Herold’s article featured a George Washington High senior, Zach Morales, who keeps quiet about his love of reading. Or take a boy I'll call Anthony, one of my 6th-grade male student leaders. Anthony likes working on cars and reading car magazines. But he doesn’t count car magazines or books about cars as reading or related to school.
Zach hiding his interest in reading and Anthony's struggles to find books that validate what he cares about reflect the challenges that many young male students face because of hyper-masculine identity. I recall Anthony's refrain: “I am not going to have to know how to write or need to read books because I am going to work on cars.”
Anthony’s stance reminded me of David Kirkland’s article “Books Like Clothes: Engaging Young Black Men with Reading” (Journal of Adolescent & Adult Literacy, November 2011). Kirkland posits that Black men wear books like clothes. Derrick, one of Kirkland’s interview subjects, explained, “Beowulf must not have fit him, because he wasn’t wearing it.” Derrick, like Anthony, doesn’t read Beowulf. “Who… is Beowulf? I’m not gonna need [to know] Beowulf to get a job”.
During my workshop at the Children's Literature Conference, I shared some results of an informal reading survey I had my 6th graders take. (My 6th-grade class was dominated by 23 young males, compared to the eight less-vocal females.)
The survey revealed that most of my students view school as a one-way transaction. For example, most indicated that the School District or their teachers decide what they learn, what they read and how much time they spend on a task. Reading and learning should be dialogical and social. Schools should be a place where students and teachers collaborate on what they learn and read. Overwhelmingly, students indicated in the survey that teachers should make reading and school fun.

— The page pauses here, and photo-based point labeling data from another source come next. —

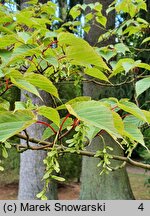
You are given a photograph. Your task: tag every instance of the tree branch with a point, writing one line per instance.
(81, 152)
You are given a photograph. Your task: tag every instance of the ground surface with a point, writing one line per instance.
(71, 191)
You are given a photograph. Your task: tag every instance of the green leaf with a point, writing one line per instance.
(24, 36)
(7, 40)
(58, 178)
(4, 152)
(20, 105)
(42, 82)
(79, 52)
(48, 132)
(142, 65)
(122, 48)
(23, 84)
(146, 40)
(107, 53)
(142, 85)
(4, 104)
(125, 64)
(12, 123)
(118, 123)
(131, 131)
(74, 100)
(147, 115)
(131, 108)
(94, 72)
(75, 11)
(94, 113)
(50, 113)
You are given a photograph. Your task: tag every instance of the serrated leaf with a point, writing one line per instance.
(75, 11)
(131, 108)
(94, 113)
(58, 178)
(12, 123)
(42, 82)
(4, 152)
(7, 40)
(118, 123)
(74, 100)
(24, 36)
(94, 72)
(146, 40)
(50, 113)
(23, 84)
(48, 132)
(147, 115)
(131, 131)
(20, 105)
(142, 85)
(121, 48)
(79, 52)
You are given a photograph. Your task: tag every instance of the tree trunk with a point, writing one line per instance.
(31, 166)
(31, 162)
(114, 185)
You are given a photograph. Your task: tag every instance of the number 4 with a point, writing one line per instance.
(141, 207)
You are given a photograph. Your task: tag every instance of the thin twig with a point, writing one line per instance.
(84, 153)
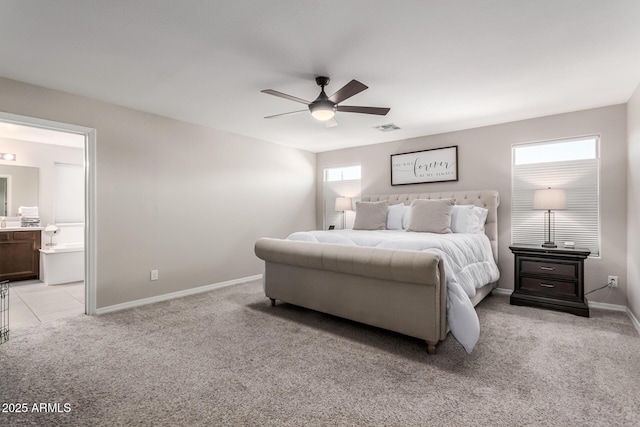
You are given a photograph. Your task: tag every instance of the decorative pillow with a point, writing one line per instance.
(431, 216)
(481, 218)
(371, 215)
(394, 217)
(463, 219)
(406, 217)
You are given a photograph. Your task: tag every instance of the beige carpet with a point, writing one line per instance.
(228, 358)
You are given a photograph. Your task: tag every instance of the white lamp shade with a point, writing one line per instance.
(550, 199)
(343, 204)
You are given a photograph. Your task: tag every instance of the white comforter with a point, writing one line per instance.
(468, 263)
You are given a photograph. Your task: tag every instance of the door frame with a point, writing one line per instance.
(90, 236)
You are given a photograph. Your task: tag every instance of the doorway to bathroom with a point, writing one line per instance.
(64, 156)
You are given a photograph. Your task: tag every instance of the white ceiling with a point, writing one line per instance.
(439, 65)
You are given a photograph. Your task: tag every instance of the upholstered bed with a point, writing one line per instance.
(373, 279)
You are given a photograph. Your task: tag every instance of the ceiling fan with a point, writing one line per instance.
(324, 107)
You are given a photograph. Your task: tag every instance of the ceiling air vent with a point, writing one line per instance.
(386, 128)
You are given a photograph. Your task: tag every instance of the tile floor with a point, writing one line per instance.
(32, 302)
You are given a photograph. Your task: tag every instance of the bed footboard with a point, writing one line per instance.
(402, 291)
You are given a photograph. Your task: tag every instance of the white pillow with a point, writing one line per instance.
(468, 219)
(406, 217)
(431, 216)
(371, 215)
(394, 217)
(463, 218)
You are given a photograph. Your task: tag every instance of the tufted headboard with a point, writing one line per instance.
(489, 199)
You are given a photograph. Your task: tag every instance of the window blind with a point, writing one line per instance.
(579, 223)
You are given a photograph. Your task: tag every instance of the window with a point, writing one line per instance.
(570, 164)
(342, 181)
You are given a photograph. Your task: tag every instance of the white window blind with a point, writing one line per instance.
(341, 181)
(68, 193)
(572, 165)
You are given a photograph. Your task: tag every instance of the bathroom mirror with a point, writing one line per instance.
(18, 187)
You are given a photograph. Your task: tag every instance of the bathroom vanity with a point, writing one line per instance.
(19, 253)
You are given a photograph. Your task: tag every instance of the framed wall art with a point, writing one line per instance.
(419, 167)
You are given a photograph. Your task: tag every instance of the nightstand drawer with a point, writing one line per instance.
(569, 270)
(548, 287)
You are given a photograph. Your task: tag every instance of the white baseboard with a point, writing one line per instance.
(605, 306)
(172, 295)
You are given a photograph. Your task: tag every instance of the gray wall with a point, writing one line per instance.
(484, 156)
(184, 199)
(633, 210)
(24, 182)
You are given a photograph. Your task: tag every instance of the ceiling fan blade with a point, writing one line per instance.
(286, 114)
(331, 123)
(364, 110)
(285, 96)
(354, 87)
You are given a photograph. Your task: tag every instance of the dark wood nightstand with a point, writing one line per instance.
(550, 278)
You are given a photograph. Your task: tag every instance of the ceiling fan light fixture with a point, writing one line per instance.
(322, 110)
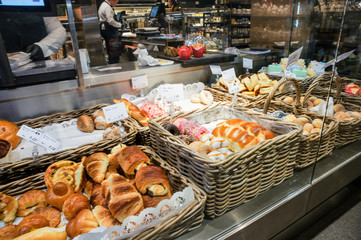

Of all the conference speakers, Danny Brassell offered some of the most concrete strategies to engage boy readers with his “Ten Ways to Get Boys Reading.” Brassell, a former teacher and administrator and a professor in the Teacher Education Department at California State University, is the founder of The Lazy Readers’ Book Club. Brassell writes that:
“Girls will read books about boys. Boys will not read books about girls. Yes, that is a generalization, but any astute educator will agree with me. We need to understand that boys can be fickle readers, and one of the best ways to attract a boy to a book is to put a corpse on the cover or 'diarrhea' in the title."
So what is the big takeaway on getting struggling and reluctant boys to read?
Choice is important. If our young male students want to read about sports, cars, and gory stuff, then we need to create value for this type of reading in schools.
Modeling reading habits is important. Images of parents and teachers reading for pleasure are as powerful as LeBron James reading before winning an NBA title game.
Back off hounding teachers and students. Accountability is one thing, but narrowing curriculum and making tougher standards to improve test scores will not motivate students to read more. And if students don’t read more, they will not improve their test scores.
Identity matters. Just as we celebrate sports culture, we need to validate a reading culture. Ultimately we need to figure out ways to make reading fun and cooler!
In a future blog post, I hope to do a Q & A with Danny Brassell to gather more tips about engaging young male readers. I also am considering starting a book club that will appeal to young males. I invite others to share any strategies that engage both young male and female students to read, write, and think.